Ses pensées se bousculant dans sa tête à une vitesse phénoménale, il songea ensuite à Maëlle, et uniquement Maëlle ; la culpabilité lui tordit le ventre encore plus intensément que les blessures laissées par la lame glaciale qui lui avait ouvert les boyaux. Comment allait-elle s'en sortir sans lui ? Il était celle pour qui il aurait pu donner sa vie, et un nouveau haut-le-cœur le prit lorsqu'il réalisa qu'il ne pourrait plus jamais être là pour veiller sur elle. Elle ne pourrait plus jamais l'appeler en pleine nuit lorsqu'elle serait amenée à penser au cauchemar de leur enfance, il ne pourrait plus jamais la faire rire lorsque Tarek la pousserait à bout et qu'elle aurait besoin de redescendre en pression, il n'aurait même pas l'occasion de lui avouer ses sentiments.
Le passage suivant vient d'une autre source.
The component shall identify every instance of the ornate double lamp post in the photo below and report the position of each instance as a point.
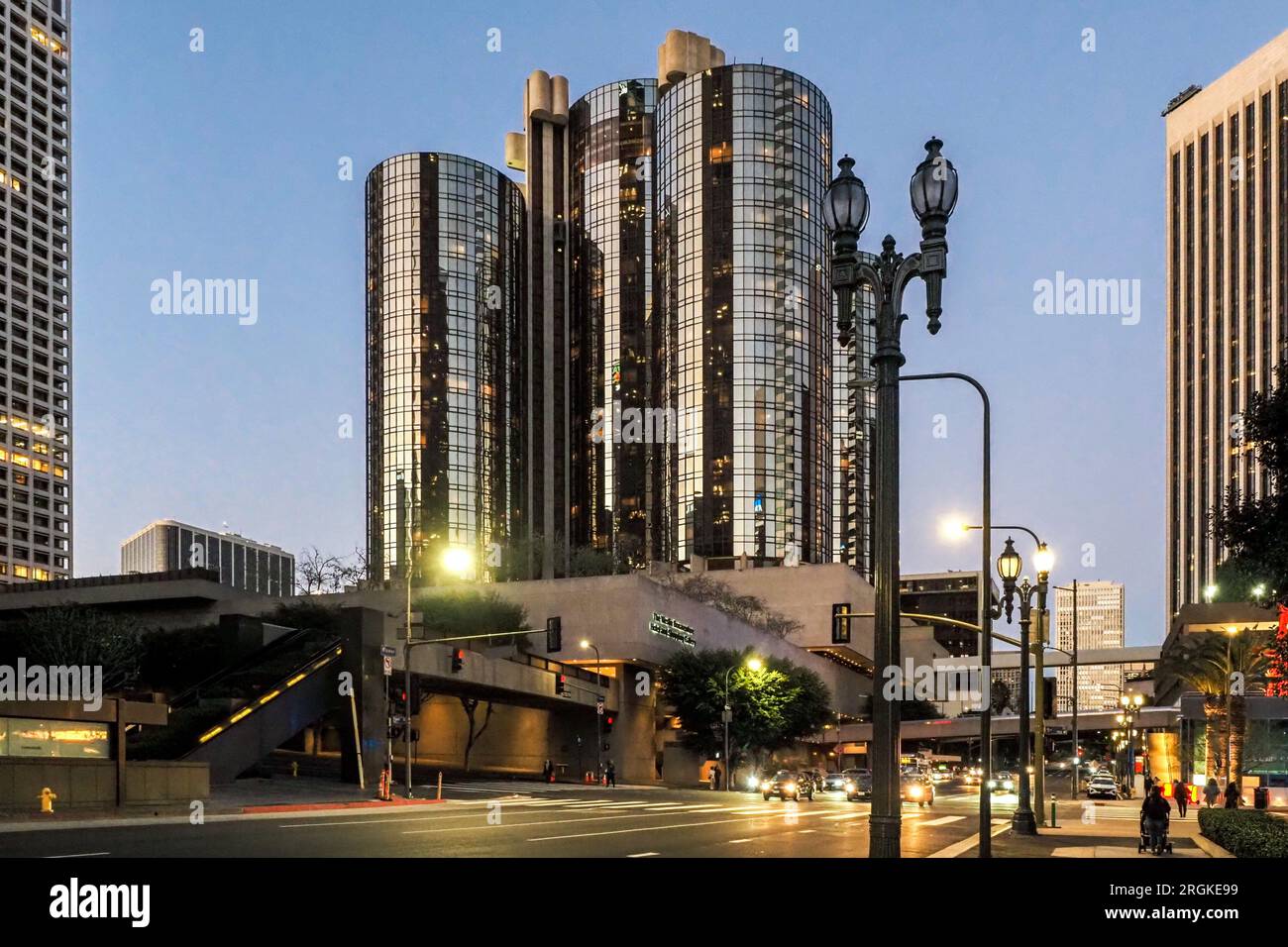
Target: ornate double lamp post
(845, 210)
(1009, 566)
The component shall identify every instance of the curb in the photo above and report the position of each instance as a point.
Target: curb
(1211, 848)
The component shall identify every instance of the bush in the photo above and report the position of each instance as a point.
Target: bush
(1245, 832)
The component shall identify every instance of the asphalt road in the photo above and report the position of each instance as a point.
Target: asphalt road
(531, 819)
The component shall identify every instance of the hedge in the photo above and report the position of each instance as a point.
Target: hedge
(1245, 832)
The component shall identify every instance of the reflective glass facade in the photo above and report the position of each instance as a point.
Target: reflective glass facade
(610, 132)
(445, 250)
(742, 315)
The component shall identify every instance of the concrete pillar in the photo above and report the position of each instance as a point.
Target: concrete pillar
(364, 630)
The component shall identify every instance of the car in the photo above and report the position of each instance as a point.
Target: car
(835, 783)
(1003, 781)
(858, 784)
(1102, 787)
(915, 789)
(786, 785)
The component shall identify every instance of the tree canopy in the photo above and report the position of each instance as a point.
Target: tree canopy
(772, 707)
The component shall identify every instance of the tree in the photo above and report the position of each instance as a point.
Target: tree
(772, 707)
(1253, 532)
(71, 634)
(1220, 669)
(317, 573)
(471, 705)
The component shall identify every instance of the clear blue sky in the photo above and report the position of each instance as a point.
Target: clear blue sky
(223, 163)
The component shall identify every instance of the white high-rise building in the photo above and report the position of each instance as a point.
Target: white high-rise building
(35, 290)
(1100, 625)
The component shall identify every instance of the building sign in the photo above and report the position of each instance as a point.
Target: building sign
(673, 629)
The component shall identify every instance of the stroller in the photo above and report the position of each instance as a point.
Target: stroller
(1166, 845)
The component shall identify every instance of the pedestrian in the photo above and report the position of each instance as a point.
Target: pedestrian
(1153, 818)
(1211, 792)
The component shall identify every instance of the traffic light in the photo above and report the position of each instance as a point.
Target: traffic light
(841, 622)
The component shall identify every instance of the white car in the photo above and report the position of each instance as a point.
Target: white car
(1102, 785)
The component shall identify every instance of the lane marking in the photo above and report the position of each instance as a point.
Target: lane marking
(943, 821)
(966, 844)
(81, 855)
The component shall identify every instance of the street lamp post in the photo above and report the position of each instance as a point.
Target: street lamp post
(984, 604)
(752, 664)
(1009, 566)
(932, 189)
(599, 715)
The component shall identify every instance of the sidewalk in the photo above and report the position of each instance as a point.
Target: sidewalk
(1098, 830)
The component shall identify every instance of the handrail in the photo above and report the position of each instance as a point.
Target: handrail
(316, 663)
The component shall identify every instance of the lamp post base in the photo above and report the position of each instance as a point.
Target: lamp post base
(1022, 822)
(884, 836)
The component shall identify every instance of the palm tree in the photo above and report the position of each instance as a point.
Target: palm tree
(1222, 668)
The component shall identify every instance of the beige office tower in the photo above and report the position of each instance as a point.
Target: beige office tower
(546, 335)
(1227, 269)
(35, 291)
(1100, 625)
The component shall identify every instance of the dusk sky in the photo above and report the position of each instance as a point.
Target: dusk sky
(223, 163)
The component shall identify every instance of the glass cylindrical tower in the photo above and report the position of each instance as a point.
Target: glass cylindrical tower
(743, 313)
(445, 281)
(610, 133)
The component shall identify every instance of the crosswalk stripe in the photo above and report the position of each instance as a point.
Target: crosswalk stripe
(943, 821)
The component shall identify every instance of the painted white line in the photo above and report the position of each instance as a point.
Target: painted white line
(965, 844)
(941, 821)
(81, 855)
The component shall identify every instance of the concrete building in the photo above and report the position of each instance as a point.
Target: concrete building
(1227, 295)
(167, 545)
(445, 282)
(35, 291)
(1100, 625)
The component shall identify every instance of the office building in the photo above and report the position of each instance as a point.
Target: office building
(1227, 295)
(1100, 625)
(742, 309)
(35, 291)
(445, 282)
(167, 545)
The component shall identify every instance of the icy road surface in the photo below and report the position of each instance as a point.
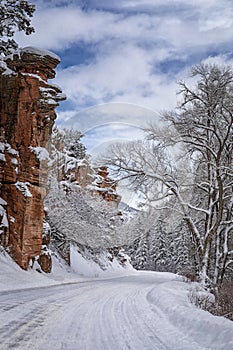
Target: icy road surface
(140, 311)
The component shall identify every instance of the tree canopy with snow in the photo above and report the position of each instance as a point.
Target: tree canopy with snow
(15, 15)
(198, 183)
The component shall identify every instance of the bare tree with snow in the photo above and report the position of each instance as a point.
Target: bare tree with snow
(202, 193)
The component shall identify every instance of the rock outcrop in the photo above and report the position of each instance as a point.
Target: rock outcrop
(27, 115)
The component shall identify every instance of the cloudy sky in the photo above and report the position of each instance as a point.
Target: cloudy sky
(121, 59)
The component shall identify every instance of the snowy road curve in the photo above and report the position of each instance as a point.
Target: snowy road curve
(137, 312)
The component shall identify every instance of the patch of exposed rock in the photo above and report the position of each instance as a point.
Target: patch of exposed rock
(27, 114)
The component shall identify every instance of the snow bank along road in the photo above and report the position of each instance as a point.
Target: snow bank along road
(140, 311)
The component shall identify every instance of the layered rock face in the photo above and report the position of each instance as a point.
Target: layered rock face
(27, 115)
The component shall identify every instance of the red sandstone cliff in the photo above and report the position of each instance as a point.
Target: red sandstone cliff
(27, 104)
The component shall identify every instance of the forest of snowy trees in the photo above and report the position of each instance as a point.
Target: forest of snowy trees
(186, 168)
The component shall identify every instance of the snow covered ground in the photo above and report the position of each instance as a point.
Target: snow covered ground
(137, 310)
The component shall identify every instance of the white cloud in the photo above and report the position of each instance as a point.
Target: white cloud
(129, 45)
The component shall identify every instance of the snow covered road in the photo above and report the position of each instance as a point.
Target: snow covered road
(144, 310)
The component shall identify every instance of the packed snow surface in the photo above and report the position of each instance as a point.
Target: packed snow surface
(138, 310)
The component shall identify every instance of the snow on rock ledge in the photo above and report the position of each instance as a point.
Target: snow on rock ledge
(27, 118)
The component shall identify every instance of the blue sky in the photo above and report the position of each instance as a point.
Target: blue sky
(128, 52)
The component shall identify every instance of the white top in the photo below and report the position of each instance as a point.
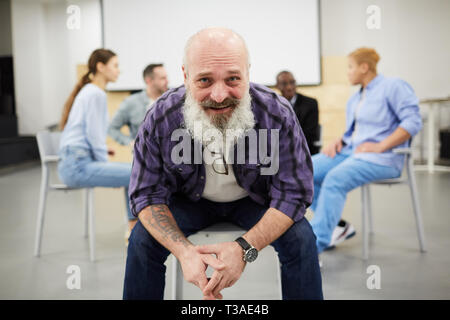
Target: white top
(220, 187)
(88, 122)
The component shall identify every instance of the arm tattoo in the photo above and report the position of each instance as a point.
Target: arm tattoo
(161, 220)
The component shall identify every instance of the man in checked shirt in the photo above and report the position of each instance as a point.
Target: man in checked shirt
(174, 199)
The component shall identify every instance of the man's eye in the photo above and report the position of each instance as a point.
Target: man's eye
(233, 79)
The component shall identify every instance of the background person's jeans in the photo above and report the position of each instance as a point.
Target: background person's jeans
(77, 168)
(145, 269)
(333, 179)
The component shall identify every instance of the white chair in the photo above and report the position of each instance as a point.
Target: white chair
(319, 143)
(410, 179)
(48, 144)
(177, 273)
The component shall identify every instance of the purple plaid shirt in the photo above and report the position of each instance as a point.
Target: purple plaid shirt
(155, 177)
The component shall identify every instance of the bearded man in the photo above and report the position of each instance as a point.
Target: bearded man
(174, 200)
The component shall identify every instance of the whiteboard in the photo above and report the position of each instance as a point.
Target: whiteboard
(280, 35)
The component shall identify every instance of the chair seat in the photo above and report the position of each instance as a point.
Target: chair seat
(391, 181)
(60, 186)
(222, 227)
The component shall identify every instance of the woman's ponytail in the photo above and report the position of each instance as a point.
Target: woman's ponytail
(99, 55)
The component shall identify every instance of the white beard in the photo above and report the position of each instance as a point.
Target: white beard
(195, 117)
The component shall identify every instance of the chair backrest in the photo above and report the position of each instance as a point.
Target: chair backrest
(48, 143)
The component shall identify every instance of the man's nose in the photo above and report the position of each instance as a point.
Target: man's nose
(219, 92)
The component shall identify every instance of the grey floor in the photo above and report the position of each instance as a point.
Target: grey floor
(405, 273)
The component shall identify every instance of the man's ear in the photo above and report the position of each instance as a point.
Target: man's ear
(184, 73)
(364, 67)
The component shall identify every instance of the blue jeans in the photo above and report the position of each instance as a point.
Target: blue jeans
(145, 269)
(333, 179)
(77, 168)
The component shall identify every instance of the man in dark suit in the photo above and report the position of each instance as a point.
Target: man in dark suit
(305, 108)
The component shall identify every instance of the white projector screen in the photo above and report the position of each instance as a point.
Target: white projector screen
(280, 35)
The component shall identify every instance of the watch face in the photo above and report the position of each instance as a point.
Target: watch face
(251, 255)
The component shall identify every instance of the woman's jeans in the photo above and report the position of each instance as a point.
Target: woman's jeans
(296, 248)
(77, 168)
(333, 179)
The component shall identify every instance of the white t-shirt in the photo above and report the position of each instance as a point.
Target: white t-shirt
(220, 187)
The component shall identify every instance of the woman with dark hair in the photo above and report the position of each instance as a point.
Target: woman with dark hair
(84, 125)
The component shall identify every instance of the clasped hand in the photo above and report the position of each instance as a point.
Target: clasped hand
(228, 265)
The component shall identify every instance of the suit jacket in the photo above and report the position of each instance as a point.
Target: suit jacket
(307, 112)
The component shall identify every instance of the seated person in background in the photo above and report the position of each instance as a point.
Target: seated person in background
(83, 151)
(381, 115)
(174, 200)
(305, 108)
(132, 110)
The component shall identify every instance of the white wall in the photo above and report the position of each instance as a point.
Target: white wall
(46, 54)
(5, 28)
(413, 44)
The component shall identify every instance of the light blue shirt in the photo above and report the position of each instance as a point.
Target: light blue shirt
(88, 122)
(388, 103)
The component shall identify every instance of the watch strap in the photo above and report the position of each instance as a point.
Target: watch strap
(243, 243)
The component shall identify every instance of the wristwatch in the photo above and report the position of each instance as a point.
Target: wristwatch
(250, 252)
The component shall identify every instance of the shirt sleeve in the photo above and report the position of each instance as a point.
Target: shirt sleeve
(291, 190)
(96, 126)
(148, 181)
(405, 105)
(120, 119)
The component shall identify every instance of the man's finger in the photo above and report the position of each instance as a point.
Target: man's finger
(208, 248)
(215, 279)
(202, 281)
(213, 262)
(220, 287)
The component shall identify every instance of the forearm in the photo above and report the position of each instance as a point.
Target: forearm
(271, 226)
(397, 137)
(159, 222)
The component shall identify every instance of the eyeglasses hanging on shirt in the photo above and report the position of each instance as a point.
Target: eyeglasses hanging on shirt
(219, 164)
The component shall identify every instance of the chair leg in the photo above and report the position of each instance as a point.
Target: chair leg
(364, 222)
(369, 209)
(416, 206)
(177, 280)
(280, 288)
(90, 201)
(41, 211)
(86, 212)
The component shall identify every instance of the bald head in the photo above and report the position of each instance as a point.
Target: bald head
(215, 41)
(216, 74)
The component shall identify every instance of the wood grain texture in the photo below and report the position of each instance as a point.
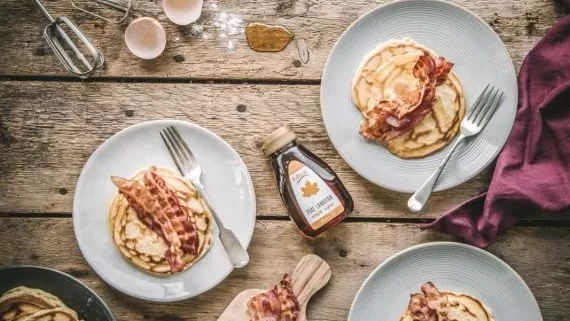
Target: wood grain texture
(49, 129)
(352, 250)
(215, 46)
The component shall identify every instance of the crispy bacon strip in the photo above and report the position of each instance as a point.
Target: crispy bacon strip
(391, 119)
(276, 304)
(429, 306)
(177, 214)
(442, 69)
(158, 208)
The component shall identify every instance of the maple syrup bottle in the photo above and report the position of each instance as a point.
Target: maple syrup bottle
(313, 195)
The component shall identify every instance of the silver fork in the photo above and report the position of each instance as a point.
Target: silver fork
(484, 107)
(189, 167)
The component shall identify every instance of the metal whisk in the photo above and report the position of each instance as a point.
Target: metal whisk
(58, 39)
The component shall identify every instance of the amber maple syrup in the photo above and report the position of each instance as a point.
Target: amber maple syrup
(313, 195)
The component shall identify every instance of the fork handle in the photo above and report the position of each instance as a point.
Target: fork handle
(420, 197)
(236, 252)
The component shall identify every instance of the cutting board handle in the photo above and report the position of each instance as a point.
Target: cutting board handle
(311, 274)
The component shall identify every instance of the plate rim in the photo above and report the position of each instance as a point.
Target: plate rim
(113, 138)
(436, 188)
(106, 308)
(417, 247)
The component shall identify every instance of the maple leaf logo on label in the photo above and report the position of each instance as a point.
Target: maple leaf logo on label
(310, 189)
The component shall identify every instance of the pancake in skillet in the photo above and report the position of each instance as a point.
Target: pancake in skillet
(390, 78)
(27, 304)
(433, 305)
(137, 225)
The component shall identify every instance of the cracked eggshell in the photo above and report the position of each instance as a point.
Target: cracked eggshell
(145, 38)
(182, 12)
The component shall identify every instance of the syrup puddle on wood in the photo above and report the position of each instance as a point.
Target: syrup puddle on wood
(266, 38)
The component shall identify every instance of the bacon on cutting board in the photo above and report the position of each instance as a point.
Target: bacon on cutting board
(276, 304)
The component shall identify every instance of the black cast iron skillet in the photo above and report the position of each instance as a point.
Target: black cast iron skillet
(68, 289)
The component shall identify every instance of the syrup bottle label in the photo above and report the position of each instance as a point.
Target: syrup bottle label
(315, 198)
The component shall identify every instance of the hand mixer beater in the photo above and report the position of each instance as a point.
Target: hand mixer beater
(80, 59)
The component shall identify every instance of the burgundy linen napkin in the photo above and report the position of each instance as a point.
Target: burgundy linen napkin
(532, 172)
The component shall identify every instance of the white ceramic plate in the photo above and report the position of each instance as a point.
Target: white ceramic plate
(451, 31)
(226, 180)
(452, 267)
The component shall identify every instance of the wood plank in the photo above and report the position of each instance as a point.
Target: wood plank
(216, 48)
(353, 250)
(49, 129)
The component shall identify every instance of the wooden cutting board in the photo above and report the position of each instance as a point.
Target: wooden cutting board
(311, 274)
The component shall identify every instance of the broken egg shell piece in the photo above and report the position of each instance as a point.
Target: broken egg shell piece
(145, 37)
(182, 12)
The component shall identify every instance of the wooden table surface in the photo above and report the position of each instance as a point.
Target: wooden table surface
(50, 123)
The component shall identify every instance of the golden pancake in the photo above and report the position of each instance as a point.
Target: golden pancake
(450, 305)
(55, 314)
(387, 74)
(143, 247)
(22, 303)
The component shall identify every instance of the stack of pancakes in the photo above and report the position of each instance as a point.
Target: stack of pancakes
(387, 74)
(432, 305)
(26, 304)
(144, 247)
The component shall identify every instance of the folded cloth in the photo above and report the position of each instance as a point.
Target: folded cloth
(532, 173)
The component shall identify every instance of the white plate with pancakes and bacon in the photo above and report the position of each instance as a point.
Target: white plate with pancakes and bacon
(444, 281)
(141, 225)
(398, 83)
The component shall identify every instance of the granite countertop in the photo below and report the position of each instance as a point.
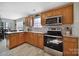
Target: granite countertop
(35, 32)
(14, 32)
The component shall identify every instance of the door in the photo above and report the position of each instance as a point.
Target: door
(40, 40)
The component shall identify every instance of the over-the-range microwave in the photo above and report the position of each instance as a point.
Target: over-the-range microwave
(54, 20)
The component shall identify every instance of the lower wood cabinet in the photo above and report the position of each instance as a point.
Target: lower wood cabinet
(40, 40)
(15, 39)
(20, 38)
(70, 46)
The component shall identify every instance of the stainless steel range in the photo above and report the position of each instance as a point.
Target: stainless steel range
(53, 43)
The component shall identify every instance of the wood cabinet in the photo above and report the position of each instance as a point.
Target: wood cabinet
(70, 46)
(12, 38)
(68, 15)
(20, 38)
(65, 11)
(36, 39)
(15, 39)
(40, 40)
(29, 20)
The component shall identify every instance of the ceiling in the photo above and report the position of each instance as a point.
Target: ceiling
(15, 10)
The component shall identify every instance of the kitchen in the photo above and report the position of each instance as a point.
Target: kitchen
(51, 30)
Face à cette pensée, il tenta une nouvelle fois d'appeler à l'aide dans un ultime espoir de pouvoir un jour dire haut et fort à son amie qu'il l'aimait. Mais rien ne sortit de sa bouche à part un liquide rouge, et il fut prit d'une quinte de toux qui lui déchira une nouvelle fois les entrailles.

Des larmes coulèrent sur ses joues lorsqu'il pensa à Tarek, Hugo et Raphaël. Il allait les briser, il en était sûr. Lui-même ne se serait jamais remis de la mort de l'un d'eux. 

Ali fut pris d'un sanglot en devinant que son ami Kabyle allait s'en vouloir toute sa vie pour ce qui lui était arrivé : c'était Tarek qui le premier les avait plongé dans ce commerce illégal, et malgré son caractère toujours joyeux et sa tendance à relativiser chaque situation, Ali savait que son ami allait être rongé par la culpabilité. Il ne le connaissait que trop bien, et il aurait voulu pouvoir lui dire que s'il en était là, c'était à cause de ses propres erreurs.

Le jeune garçon tenta coûte que coûte de ne pas penser à la vie qu'il aurait pu avoir si Bruno et Estelle avaient finalement pu se permettre de l'adopter, et il essaya encore moins de penser à tout le mal que sa mort leur ferait.

Il pleura pour lui, pour la famille qu'il avait trouvé après des années d'errance, pour ses amis, pour ses rêves, pour ses espoirs... Pour sa vie.

« Pas l'temps pour les regrets », c'était ce qu'un de ses rappeurs préférés disait dans un album que ses amis et lui avaient écouté en boucle des journées durant.

Des regrets, Ali en avait bien trop. Et du temps, il n'en n'avait plus.